Hello,
We seem to be facing an issue with Flink where the physical plan after planner optimization is not correct.
I have been able to reproduce the issue in the following "simplified" use case (it doesn't seem to happen in trivial cases):
You can find SQL query below [1].
After activating the debug logging for calcite, I can see that the original logical plan is valid: the top-level UNION is between two LogicalProjects, for the 2hr and 6hrs HOP windows [2].
However, in the final Physical plan, we can see that both sides of the UNION now have 6hrs HOP windows instead of one window over 2hr and one over 6hr [3].
I pushed a commit to my fork to reproduce the issue: https://github.com/BenoitHanotte/flink/commit/3d388f153b44bb35b57b8400407ff24a2e91661f, unfortunately simplifying
the query seems to make the issue disappear.
Is there anything obvious I am missing, or do you have any pointer of what could trigger this issue? I looked at the different rules applied by the planner [4], but, as I am not familiar with them, I haven't yet been able to find the root cause.

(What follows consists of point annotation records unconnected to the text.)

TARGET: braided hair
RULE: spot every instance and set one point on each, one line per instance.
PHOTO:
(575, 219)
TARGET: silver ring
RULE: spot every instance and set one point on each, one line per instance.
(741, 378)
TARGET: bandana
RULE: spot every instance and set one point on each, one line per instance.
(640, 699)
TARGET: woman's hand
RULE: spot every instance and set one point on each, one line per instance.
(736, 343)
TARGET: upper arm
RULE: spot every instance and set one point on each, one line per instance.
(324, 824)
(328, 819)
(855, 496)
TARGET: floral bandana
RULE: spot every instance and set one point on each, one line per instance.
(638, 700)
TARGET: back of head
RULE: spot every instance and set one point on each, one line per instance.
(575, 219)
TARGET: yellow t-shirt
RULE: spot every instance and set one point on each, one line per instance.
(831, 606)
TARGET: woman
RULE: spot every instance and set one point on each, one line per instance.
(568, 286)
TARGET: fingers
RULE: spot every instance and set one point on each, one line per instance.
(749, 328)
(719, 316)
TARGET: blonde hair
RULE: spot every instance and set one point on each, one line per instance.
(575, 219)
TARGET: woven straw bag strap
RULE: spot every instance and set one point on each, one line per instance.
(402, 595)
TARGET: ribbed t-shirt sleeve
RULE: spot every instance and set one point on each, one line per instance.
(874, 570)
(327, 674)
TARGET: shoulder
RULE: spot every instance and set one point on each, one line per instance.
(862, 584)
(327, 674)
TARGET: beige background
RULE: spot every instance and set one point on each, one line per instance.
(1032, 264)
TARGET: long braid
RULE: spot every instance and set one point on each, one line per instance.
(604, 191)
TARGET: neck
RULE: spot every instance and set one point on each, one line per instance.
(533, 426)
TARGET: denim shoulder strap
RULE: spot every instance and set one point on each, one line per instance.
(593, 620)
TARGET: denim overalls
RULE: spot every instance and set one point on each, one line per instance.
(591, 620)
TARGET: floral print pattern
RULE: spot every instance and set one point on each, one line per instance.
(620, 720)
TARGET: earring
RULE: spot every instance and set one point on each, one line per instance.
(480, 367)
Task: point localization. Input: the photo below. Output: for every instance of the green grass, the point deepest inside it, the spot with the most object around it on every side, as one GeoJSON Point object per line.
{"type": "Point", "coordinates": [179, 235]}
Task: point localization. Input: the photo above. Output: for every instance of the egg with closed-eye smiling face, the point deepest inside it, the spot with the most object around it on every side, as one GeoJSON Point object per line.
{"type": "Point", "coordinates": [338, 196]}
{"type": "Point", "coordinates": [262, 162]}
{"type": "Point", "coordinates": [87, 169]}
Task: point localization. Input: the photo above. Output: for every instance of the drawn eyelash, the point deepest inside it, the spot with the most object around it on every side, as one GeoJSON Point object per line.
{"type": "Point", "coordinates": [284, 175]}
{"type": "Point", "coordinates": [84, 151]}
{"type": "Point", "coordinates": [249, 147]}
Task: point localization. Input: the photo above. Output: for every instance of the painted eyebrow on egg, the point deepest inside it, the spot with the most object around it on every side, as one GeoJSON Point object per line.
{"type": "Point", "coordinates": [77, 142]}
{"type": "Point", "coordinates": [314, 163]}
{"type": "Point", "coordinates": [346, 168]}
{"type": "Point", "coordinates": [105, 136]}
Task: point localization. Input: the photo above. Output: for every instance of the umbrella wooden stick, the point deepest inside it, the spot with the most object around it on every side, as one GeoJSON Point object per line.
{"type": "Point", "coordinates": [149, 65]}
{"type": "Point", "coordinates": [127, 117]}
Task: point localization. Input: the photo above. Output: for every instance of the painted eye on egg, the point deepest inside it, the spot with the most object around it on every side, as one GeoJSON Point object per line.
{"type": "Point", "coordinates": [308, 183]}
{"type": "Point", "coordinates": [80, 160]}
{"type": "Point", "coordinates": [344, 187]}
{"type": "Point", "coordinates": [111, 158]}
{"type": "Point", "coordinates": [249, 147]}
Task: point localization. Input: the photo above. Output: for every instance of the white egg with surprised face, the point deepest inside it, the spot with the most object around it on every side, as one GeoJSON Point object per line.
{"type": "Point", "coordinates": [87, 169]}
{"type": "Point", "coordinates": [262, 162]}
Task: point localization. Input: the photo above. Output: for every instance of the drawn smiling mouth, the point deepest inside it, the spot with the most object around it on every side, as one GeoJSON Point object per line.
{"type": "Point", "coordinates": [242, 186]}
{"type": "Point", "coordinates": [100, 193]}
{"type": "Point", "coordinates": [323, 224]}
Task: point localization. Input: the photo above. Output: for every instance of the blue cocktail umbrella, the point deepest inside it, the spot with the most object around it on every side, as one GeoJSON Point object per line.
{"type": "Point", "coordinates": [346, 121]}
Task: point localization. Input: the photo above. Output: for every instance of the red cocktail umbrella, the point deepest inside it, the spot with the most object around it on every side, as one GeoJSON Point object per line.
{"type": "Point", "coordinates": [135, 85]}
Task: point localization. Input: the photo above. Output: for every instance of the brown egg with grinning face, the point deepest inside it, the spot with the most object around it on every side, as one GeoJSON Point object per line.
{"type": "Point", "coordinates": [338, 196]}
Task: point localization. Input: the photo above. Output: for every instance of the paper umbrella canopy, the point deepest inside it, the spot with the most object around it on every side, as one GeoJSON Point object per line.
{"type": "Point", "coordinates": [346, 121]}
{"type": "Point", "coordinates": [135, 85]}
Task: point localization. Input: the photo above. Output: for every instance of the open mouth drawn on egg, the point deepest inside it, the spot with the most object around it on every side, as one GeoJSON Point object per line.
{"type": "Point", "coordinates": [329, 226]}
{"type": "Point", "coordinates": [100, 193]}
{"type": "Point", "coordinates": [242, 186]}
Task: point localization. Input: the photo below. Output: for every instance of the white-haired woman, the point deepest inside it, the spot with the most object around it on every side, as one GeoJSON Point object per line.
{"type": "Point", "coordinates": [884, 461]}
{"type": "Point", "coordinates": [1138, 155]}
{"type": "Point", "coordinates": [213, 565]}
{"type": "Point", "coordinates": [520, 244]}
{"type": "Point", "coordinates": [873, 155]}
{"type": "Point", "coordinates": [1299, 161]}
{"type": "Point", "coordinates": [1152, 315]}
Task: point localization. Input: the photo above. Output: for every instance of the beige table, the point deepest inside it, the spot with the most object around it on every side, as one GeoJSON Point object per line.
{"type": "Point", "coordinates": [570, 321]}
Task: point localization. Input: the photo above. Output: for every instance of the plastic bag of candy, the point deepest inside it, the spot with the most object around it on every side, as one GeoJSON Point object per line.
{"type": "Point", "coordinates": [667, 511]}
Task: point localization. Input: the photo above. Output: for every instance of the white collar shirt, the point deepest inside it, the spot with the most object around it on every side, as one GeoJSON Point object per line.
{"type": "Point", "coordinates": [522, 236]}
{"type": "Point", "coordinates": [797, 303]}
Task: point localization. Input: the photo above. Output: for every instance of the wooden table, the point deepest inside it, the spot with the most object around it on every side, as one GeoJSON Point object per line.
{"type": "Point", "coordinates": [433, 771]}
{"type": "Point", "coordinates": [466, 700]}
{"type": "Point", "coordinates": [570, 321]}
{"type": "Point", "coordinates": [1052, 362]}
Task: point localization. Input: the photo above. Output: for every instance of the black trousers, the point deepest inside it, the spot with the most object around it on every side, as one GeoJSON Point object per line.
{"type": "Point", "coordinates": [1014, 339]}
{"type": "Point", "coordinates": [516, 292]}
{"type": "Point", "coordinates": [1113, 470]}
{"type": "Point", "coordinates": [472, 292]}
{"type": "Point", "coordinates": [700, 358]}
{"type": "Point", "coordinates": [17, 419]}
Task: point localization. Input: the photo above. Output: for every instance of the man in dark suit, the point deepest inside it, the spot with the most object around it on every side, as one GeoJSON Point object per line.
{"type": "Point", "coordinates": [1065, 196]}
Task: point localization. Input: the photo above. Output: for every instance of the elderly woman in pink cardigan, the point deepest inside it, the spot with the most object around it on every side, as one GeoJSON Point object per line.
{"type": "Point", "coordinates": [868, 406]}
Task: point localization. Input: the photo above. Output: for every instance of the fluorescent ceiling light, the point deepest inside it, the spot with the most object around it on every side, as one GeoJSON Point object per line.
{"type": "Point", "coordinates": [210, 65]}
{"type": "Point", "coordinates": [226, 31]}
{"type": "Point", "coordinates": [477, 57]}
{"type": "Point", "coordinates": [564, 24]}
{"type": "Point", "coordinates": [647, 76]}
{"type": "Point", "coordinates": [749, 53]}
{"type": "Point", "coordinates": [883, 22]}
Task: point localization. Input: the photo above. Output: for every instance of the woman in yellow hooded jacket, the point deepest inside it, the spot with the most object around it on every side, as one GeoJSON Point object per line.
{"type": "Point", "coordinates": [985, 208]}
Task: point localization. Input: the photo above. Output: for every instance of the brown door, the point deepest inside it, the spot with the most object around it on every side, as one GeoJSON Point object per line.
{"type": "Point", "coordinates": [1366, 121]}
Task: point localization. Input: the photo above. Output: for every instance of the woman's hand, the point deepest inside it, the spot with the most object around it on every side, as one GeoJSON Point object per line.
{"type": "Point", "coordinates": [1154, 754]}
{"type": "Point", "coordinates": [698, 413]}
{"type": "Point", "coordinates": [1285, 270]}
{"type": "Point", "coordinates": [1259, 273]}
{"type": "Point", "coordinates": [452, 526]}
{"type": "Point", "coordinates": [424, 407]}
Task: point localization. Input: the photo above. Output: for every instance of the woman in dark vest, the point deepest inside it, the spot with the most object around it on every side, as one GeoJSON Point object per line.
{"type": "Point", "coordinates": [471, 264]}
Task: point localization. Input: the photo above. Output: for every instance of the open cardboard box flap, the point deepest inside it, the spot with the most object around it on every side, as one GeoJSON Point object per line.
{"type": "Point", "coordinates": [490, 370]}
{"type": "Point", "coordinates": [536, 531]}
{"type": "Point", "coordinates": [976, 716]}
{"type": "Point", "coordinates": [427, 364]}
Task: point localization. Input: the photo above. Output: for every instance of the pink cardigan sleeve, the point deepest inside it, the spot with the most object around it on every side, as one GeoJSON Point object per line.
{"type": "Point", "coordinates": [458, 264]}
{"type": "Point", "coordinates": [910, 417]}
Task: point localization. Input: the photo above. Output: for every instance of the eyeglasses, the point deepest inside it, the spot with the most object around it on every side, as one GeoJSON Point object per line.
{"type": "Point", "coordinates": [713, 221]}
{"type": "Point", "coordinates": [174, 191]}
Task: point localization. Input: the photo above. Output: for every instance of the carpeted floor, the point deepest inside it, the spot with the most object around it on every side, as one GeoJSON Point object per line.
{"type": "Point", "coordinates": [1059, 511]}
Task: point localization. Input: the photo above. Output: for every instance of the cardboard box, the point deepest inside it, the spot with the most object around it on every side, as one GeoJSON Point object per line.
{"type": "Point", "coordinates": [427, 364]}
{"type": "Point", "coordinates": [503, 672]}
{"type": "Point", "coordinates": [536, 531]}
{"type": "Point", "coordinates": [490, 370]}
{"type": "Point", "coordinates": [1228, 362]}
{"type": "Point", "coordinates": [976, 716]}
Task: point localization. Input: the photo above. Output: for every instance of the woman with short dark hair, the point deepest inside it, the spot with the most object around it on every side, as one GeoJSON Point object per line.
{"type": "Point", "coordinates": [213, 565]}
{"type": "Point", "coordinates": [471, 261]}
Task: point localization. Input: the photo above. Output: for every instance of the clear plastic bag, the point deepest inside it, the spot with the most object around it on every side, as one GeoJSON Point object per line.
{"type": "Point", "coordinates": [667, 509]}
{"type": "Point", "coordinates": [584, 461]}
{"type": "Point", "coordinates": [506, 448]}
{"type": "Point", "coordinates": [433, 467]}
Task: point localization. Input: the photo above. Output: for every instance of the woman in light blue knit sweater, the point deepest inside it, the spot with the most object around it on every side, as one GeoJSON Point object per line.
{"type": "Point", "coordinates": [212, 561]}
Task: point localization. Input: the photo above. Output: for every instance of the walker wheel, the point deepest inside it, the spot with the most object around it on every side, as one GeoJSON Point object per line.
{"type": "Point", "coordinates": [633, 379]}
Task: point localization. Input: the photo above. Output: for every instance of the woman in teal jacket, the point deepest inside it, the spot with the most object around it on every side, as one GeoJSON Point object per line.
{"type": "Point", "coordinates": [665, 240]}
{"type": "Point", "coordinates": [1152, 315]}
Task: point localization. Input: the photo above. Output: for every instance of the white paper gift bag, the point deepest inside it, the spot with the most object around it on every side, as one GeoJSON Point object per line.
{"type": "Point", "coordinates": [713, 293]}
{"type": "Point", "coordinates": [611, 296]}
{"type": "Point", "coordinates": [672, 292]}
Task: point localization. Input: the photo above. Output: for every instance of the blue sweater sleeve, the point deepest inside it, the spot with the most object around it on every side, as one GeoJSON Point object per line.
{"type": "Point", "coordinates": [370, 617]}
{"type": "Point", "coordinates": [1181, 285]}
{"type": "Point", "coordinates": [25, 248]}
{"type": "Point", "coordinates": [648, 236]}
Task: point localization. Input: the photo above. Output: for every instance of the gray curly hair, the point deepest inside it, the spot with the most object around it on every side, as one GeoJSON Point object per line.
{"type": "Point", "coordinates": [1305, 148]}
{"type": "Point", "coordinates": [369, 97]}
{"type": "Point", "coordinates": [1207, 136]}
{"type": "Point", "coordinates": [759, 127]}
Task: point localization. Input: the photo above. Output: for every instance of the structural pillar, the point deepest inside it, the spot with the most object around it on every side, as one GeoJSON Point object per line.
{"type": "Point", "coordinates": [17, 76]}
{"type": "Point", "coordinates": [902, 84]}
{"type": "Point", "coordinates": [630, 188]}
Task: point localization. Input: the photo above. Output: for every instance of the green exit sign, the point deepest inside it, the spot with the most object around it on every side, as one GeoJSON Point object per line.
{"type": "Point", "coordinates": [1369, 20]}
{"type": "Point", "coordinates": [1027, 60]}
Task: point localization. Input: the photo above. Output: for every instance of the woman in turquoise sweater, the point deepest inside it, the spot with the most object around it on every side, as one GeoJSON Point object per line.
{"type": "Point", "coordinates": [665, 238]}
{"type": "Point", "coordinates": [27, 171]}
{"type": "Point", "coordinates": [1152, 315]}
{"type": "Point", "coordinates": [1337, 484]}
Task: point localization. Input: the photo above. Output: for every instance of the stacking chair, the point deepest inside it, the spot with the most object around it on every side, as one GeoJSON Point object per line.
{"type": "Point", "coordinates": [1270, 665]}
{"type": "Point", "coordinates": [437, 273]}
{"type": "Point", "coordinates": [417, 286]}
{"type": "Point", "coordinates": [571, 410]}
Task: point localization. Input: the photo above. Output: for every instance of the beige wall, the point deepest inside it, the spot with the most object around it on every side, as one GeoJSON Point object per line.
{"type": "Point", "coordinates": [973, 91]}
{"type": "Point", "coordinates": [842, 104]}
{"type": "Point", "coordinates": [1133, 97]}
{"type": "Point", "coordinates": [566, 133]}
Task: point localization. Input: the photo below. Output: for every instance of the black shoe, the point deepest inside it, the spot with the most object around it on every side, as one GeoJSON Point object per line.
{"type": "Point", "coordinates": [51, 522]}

Thanks a lot for your help!
Benoit Hanotte
********************************* [1] SQL query *********************************
WITH displays AS (
SELECT `timestamp`, 1 as nb_displays, 0 as nb_clicks FROM my_catalog.my_db.display
),
clicks AS (
SELECT `timestamp`, 0 as nb_displays, 1 as nb_clicks FROM my_catalog.my_db.click
),
counts_2h AS (
SELECT
SUM(nb_clicks) / SUM(nb_displays) as ctr,
HOP_ROWTIME(`timestamp`, INTERVAL '1' HOUR, INTERVAL '2' HOUR) as `timestamp`
FROM (
(SELECT * FROM displays)
UNION ALL
(SELECT * FROM clicks)
) t
GROUP BY HOP(`timestamp`, INTERVAL '1' HOUR, INTERVAL '2' HOUR)
),
counts_6h AS (
SELECT
SUM(nb_clicks) / SUM(nb_displays) as ctr,
HOP_ROWTIME(`timestamp`, INTERVAL '1' HOUR, INTERVAL '6' HOUR) as `timestamp`
FROM (
(SELECT * FROM displays)
UNION ALL
(SELECT * FROM clicks)
) t
GROUP BY HOP(`timestamp`, INTERVAL '1' HOUR,
INTERVAL '6' HOUR)
)
SELECT
TUMBLE_END(`timestamp`, INTERVAL '1' HOUR) as `timestamp`,
MAX(ctr)
FROM (
(SELECT * FROM counts_6h)
UNION ALL
(SELECT * FROM counts_2h)
) t
GROUP BY TUMBLE(`timestamp`, INTERVAL '1' HOUR)
********************* [2] Logical plan (before optimization) ***********************
LogicalProject(timestamp=[TUMBLE_END($0)], EXPR$1=[$1])
LogicalAggregate(group=[{0}], EXPR$1=[MAX($1)])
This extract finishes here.